Cortefiel to close Milano menswear stores
MADRID, June 16 (Reuters) - Private equity-owned Spanish retailer Cortefiel will close its men's suits shops Milano after the summer sales to focus on larger, more profitable brands.
"Tailoring has suffered a notable fall in demand compared to new fashion concepts such as smart casual, which the chain Cortefiel is strongly developing," the retailer said in a statement on Tuesday 16 June.
The 11 Milano stores in Spain, down from 17 at the end of February, contribute 2 percent of Cortefiel's total turnover, and will be turned into branches of the retailer's other labels.
Owned by private equity firms Permira [PERM.UL], CVC and PAI Partners, Cortefiel has more than 1,500 shops and franchises in 56 countries.
However, home country Spain still contributes about three quarters of turnover, which was 1.070 billion euros ($1.48 billion) for the year to end-February.
Cortefiel has flagship women's and men's clothing brand Cortefiel, as well as upmarket label Pedro del Hierro, casual brand Springfield and underwear and nightwear chain Women's Secret.
Like many Spanish retailers, it is grappling with a sharp consumer slowdown, with unemployment now over 18 percent.
Spanish retail sales fell 7.5 percent year-on-year in April, the 17th consecutive monthly decline, and a poll by consumer group FUCI on Tuesday 16 June found shoppers expected to spend 5.5 percent less in this year's summer sales than in 2008, or an average of 90 euros.

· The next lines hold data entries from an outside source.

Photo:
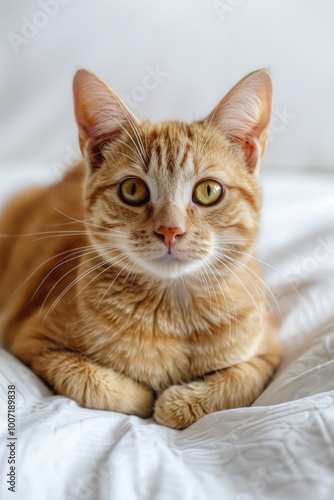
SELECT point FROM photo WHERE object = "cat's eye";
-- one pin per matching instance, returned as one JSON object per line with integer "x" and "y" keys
{"x": 208, "y": 192}
{"x": 133, "y": 191}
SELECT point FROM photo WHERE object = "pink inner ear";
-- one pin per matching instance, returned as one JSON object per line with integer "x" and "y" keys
{"x": 244, "y": 115}
{"x": 251, "y": 151}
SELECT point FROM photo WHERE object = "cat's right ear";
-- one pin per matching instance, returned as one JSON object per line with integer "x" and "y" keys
{"x": 100, "y": 114}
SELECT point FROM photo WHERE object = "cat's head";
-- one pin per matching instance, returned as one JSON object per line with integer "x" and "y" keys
{"x": 171, "y": 197}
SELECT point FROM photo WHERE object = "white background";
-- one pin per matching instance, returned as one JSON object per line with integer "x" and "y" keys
{"x": 202, "y": 47}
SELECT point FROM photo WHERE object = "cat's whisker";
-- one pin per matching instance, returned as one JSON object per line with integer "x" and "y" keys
{"x": 239, "y": 263}
{"x": 67, "y": 288}
{"x": 74, "y": 282}
{"x": 271, "y": 267}
{"x": 46, "y": 262}
{"x": 114, "y": 263}
{"x": 75, "y": 255}
{"x": 110, "y": 285}
{"x": 139, "y": 154}
{"x": 229, "y": 268}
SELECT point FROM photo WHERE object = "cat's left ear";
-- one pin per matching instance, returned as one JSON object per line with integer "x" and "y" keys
{"x": 100, "y": 114}
{"x": 244, "y": 116}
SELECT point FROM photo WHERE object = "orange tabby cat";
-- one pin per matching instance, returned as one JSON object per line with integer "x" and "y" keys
{"x": 132, "y": 285}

"The crisis is leading consumers to only buy those items they really need, giving up what is superfluous despite the aggressive discounts which the shops are going to make," FUCI chairman Agustina Laguna said.
Cortefiel's decision to close Milano comes after a management shake-up at the company.
Last month, Juan Carlos Escribano Garcia-Bosque became chief executive and former chief executive Anselm van den Auwelant became non-executive president.